Using big data to make money
So, how ARE firms using big data to make money:
- improving efficiency on their shop floors to reduce waste
- identifying problems BEFORE they cause loss
- tracing CAUSES of defects and failures to the underlying condition
- finding new sources of raw materials — like oil
- making real-time decisions based on data unavailable before — such as GPS tracking
Likely, a variety of reasons explain why social media marketing lags in using big data to make money.
Social media marketing isn’t really that old. I read an RFP yesterday asking for 5 years of social media experience. Well, that was the infancy of Facebook and other social platforms were unheard of 5 years ago. It’s no wonder social media marketing hasn’t developed the tools of more mature fields, such as POM (production and operations management).
2. too few skilled workers
Many folks working in social media marketing come from either marketing (or related fields like advertising and PR) or the web. Neither fields teach specific analytics skills inherently important for gleaning insights from social media metrics.
3. emphasis on vanity metrics
Social media marketers don’t really know WHAT to measure and too often default to what we can “vanity metrics” — things like # Fans. While these metrics likely say SOMETHING about the effectiveness of your social media marketing campaign, translating these vanity metrics into sound decisions is problematic.
4. prevalence and ambiguity of existing tools
Google social media analytics and you’ll get a plethora of tools — too many, in fact, to evaluate effectively. And, more tools enter this space every day. I’m writing a social media analytics book and I’ve given up trying to evaluate all the tools as part of the book.

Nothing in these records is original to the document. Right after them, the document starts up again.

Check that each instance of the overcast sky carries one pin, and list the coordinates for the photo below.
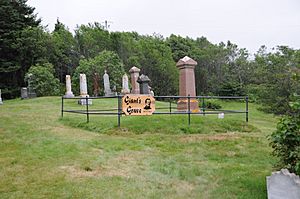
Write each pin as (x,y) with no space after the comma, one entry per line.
(248,23)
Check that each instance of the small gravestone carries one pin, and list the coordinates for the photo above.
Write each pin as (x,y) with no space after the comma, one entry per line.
(69,93)
(24,93)
(30,91)
(96,79)
(134,75)
(0,98)
(107,90)
(125,87)
(283,185)
(83,91)
(144,80)
(221,115)
(187,85)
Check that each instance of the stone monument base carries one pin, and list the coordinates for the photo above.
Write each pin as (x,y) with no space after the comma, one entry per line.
(69,95)
(83,101)
(182,105)
(31,95)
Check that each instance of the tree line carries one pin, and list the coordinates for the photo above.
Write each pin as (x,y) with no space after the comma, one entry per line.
(223,69)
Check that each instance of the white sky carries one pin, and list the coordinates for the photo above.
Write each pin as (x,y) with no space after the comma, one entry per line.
(248,23)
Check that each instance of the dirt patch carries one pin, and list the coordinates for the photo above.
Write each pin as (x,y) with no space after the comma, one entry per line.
(76,172)
(73,133)
(215,137)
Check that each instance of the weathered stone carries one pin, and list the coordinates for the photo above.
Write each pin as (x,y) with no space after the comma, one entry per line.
(83,91)
(221,115)
(69,93)
(187,86)
(107,90)
(30,91)
(134,75)
(283,185)
(144,80)
(96,79)
(125,87)
(1,102)
(24,93)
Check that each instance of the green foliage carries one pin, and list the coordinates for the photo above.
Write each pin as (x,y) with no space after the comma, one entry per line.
(64,55)
(42,80)
(16,16)
(286,140)
(106,60)
(92,39)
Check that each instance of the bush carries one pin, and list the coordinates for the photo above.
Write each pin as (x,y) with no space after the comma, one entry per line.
(286,140)
(42,80)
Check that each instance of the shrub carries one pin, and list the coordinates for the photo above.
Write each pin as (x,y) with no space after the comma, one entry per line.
(286,140)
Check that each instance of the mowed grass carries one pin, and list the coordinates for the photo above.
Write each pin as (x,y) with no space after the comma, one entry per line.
(45,156)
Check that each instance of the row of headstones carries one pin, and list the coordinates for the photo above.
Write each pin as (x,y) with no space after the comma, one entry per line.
(140,84)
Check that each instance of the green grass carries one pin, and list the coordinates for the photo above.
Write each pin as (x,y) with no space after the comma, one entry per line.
(159,156)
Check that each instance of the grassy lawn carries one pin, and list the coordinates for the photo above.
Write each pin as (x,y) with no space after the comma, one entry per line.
(159,156)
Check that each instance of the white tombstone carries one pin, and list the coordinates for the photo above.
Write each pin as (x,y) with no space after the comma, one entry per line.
(107,90)
(83,91)
(69,93)
(221,115)
(0,98)
(125,87)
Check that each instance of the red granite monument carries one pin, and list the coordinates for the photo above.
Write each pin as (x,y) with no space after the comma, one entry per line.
(187,86)
(134,75)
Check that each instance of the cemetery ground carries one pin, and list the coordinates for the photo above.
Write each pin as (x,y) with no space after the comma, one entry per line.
(159,156)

Plus, the available tools are ambiguous. Some say they’re social media analytics, when, in fact, their analytics capabilities are minimal and their main usage is in social media automation. For instance, I love SproutSocial but calling it a social media analytics tool is REALLY a stretch. In fact, since they’ve made integration with Google Analytics an upgrade, the analytics are pretty worthless. Its value lies in other uses of the software.
5. lack of planning
Maybe this related back to some of the other 4 aspects of why social media lags in using big data to make money. But, firms run social media marketing using a “seat of the pants” approach too often — without careful strategy development. Thus, it’s unclear what firms SHOULD measure. Plus, an over-emphasis on micro-conversions (sales) overlooks all the necessary steps LEADING to sales, which you must also measure.